Roden 1/48 DH.9C Commercial

KIT #: 435
PRICE: $36.99 SRP
DECALS: One option
REVIEWER: Scott Van Aken


After the end of World War I, large numbers of aircraft were removed from armed service and scrapped, as the concept of a new world 'without wars and violence' entailed minimal levels of weaponry (including aircraft) in the victor countries. The Royal Air Force rid itself of a huge proportion of its inventory because in peace time conditions just to maintain and to operate this fleet was impossible.

During the same period the seeds of commercial aviation were germinating and a great future was foreseen for passenger carriers. All kinds of airplanes, mainly the former bombers, were rebuilt as transport and passenger planes. One such was the D.H.9 bomber which, while it had not won much glory for itself in combat, presented a sound basis for conversion for civilian use. And so the work was undertaken by deleting the various armament fixtures; the Scarff ring and machine guns, bomb bay and carriers and ammunition supply. This freed up space for the provision of seats for two and later three passengers, some being protected by a fuselage canopy from bad weather. The pilot as before was still in an open cockpit.
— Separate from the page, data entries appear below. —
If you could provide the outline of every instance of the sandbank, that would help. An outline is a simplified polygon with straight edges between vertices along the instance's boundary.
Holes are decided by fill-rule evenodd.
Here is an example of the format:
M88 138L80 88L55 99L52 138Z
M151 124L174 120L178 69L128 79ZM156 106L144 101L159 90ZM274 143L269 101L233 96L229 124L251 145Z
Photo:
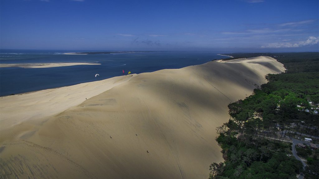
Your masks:
M87 54L77 54L75 53L72 52L70 53L64 53L63 55L87 55Z
M229 55L221 55L221 54L217 54L218 55L221 55L222 56L226 56L226 57L229 57L230 58L234 58L234 57L233 56L230 56Z
M0 64L0 68L20 67L25 68L50 68L74 65L100 65L100 63L19 63Z
M0 177L207 178L228 104L285 69L221 62L0 98Z

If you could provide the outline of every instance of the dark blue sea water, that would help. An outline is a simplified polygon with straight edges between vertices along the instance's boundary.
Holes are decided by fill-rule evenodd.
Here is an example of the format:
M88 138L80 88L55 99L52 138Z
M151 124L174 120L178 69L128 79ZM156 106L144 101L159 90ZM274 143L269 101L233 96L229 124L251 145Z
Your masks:
M0 50L0 63L87 62L81 65L43 68L0 68L0 96L100 80L132 73L179 68L227 58L218 52L158 52L87 55L65 55L79 51ZM100 76L95 77L96 74Z

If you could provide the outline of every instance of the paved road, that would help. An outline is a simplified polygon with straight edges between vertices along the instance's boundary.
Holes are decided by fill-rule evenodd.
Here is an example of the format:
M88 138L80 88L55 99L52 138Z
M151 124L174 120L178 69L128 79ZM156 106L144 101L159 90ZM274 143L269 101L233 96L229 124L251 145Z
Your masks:
M293 144L292 145L293 149L293 156L295 156L296 159L301 161L301 163L302 163L302 165L303 166L303 169L305 169L306 168L306 166L307 166L307 165L306 165L306 163L304 162L301 160L300 158L298 156L298 155L297 155L297 153L296 152L295 146L296 145L299 143L301 143L301 144L305 143L305 144L307 144L308 145L310 145L310 143L304 141L301 141L301 140L297 140L297 139L292 139L292 140L293 140Z
M293 133L293 132L292 132L291 131L287 131L287 133L289 132L290 132L291 133ZM283 135L285 135L285 132L284 132L284 134L283 134ZM319 138L319 136L316 136L315 135L308 135L308 134L304 134L304 133L300 133L300 132L293 132L293 133L296 133L296 134L298 135L303 135L303 136L306 136L307 137L311 137L311 138L314 138L315 139L317 139L317 138Z

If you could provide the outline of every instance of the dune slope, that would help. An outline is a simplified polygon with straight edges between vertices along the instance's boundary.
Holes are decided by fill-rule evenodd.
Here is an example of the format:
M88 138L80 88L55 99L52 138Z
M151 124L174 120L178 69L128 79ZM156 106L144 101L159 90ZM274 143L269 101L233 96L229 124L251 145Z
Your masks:
M2 126L0 176L207 178L223 161L214 139L228 104L285 69L262 56L134 75L55 116Z

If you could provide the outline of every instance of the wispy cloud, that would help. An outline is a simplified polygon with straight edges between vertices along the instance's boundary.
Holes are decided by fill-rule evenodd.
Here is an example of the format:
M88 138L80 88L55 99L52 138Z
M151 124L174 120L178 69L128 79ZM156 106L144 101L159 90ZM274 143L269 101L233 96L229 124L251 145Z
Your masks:
M156 41L153 41L148 39L142 41L142 43L146 44L147 45L151 46L155 45L157 46L160 46L160 41L157 40Z
M262 3L263 0L245 0L245 1L249 3Z
M304 41L298 42L295 43L271 43L261 47L262 48L291 48L300 47L308 45L314 45L319 43L319 37L315 37L311 36L308 39Z
M257 29L248 29L245 31L239 32L222 32L222 33L226 34L265 34L279 32L283 32L291 31L291 29L272 29L270 28L266 28Z
M297 25L303 25L306 24L309 24L314 22L314 20L303 20L302 21L299 21L298 22L288 22L287 23L284 23L283 24L281 24L279 25L280 26L296 26Z
M122 37L134 37L135 36L131 34L123 34L122 33L115 33L115 35L117 35Z
M168 35L156 35L156 34L146 34L145 35L148 36L149 37L167 37Z

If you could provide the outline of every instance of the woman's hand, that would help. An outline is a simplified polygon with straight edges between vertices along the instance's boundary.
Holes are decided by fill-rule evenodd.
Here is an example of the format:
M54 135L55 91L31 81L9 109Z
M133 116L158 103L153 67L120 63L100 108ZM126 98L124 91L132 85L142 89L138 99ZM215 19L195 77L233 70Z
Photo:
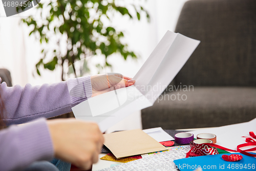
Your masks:
M117 73L98 74L91 77L93 97L115 89L133 85L132 78Z
M104 138L96 123L75 119L47 123L55 157L86 170L98 161Z

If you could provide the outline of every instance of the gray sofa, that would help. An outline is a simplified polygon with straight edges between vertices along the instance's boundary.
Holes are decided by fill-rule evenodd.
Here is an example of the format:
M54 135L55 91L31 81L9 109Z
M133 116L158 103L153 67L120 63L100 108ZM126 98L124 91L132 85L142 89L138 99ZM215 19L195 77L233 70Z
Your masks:
M165 100L142 110L143 128L214 127L255 118L256 1L188 1L176 32L201 42L163 93ZM181 85L181 91L169 91Z

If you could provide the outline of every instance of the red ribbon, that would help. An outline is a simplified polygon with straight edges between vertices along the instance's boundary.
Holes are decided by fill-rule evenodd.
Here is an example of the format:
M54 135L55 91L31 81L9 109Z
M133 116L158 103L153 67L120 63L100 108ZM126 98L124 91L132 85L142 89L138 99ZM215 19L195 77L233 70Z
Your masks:
M249 132L249 134L251 137L252 137L253 138L256 138L256 136L254 135L253 132L251 131ZM249 148L249 149L245 149L245 150L242 150L240 149L242 147L249 146L256 146L256 142L251 138L246 138L245 141L246 142L247 142L247 143L244 143L244 144L238 145L237 147L237 150L234 150L233 149L228 149L228 148L224 147L223 146L221 146L220 145L214 144L211 144L211 143L204 143L203 144L210 145L212 147L220 148L220 149L223 149L223 150L224 150L226 151L232 151L232 152L239 152L239 153L240 153L242 154L244 154L245 155L246 155L246 156L251 156L251 157L256 157L256 154L250 154L250 153L247 152L247 151L253 151L256 150L256 147L253 147L251 148ZM190 154L191 150L192 150L192 149L190 149L189 151L187 153L186 158L188 158L188 156L189 156L189 154Z

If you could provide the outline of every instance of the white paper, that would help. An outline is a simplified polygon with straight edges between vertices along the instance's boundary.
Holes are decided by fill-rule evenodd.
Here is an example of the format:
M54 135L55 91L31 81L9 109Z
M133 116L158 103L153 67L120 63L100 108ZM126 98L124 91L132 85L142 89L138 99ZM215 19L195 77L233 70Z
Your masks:
M168 31L134 78L134 86L117 89L116 93L113 91L99 95L80 103L72 107L75 117L98 123L101 131L104 132L133 112L152 106L199 43Z
M143 129L143 131L158 142L174 140L174 138L167 134L161 127Z
M256 118L247 122L233 125L220 126L216 128L200 129L190 131L197 138L197 135L201 133L211 133L217 136L216 144L233 150L237 150L237 146L241 144L246 143L246 138L249 137L249 132L256 132Z

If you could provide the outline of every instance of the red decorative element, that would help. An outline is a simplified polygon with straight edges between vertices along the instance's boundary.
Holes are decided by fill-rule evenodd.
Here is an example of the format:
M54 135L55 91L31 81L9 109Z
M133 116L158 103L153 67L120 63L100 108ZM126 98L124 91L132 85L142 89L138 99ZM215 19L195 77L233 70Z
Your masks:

The first flights took place soon after the signing of the truce. Some planes of this type were bought by the new Dutch company KLM which in the future would be one of the leaders of the air industry. Other planes were delivered to various private companies in Great Britain.

During operation of the airplane problems arose from some construction defects, which were mainly connected with the change of the center of gravity as it was adapted for passenger carrying. To eliminate them, the biplane box was slightly rejigged and the pilot's position was moved, allowing an improvement of stability in flight.

Many planes of this type were sent to the British E
mpire's dominions - Canada, Australia, and South Africa. They were used there for a long time, the last one only finally scrapped due to complete disrepair in the late 1920's. The intensity of their exploitation is shown by the fact that merely in the years 1922-1923 planes of this type flew in total more than 150,000 miles. The last planes of this type, by then unsuitable for passenger use but still used for some postal traffic, were retired in 1936.


I can see that Roden is going to be doing a full run of DH.9s in addition to their extensive DH.4 line. It makes sense to do both types as so much of the airframe is the same between the two aircraft. Though a rather simplistic way of stating things, one only has to provide those specific bits germane to the type being kitted.

Well, Roden goes by the theory of 'include all the sprues that have the bits we need for this version' and that means a lot of spare parts. The civil version is a good one to kit as the type is interesting  and appeals to those who like something a bit different.

Like other Roden WWI aircraft, this one includes a full engine and exhaust stystem. The fuselage is built of three major pieces. There is the side sections that also include the lower fuselage. The upper fuselage is a major difference from other DH.9s. This is the one that includes the enclosed section for two passengers. No in-flight service with this one, just a pair of wicker seats. There are actually four seats with another open seat right behind the very front one. Usually the pilot flew from the second seat, and that is where the control stick and rudder pedals are located. The instrument panel fits into the upper fuselage section. For the windscreen and passenger windows, an acetate sheet is included.

These aircraft have separate wing and interplane struts so keeping everything level will be paramount to having a proper build. I am sure many will devise a jig of some sort. The exterior boarding ladder is included as are separate control surface bellcranks and the lower wing skids. The instructions provide a complete rigging guide that includes control surface rigging. It will make for a very busy, but very cool looking model.

Instructions are well drawn with Vallejo paint references. This one is basically an overall silver dope a operated by de Havilland Hire Service in 1922. The decal sheet is well printed and typical of the day, contains very large registration letters.


I have to say that I like this one. It is a bit quirky and quite a nice difference from the usual warplanes. It will take some skill to build and rig, but the end result will be quite impressive.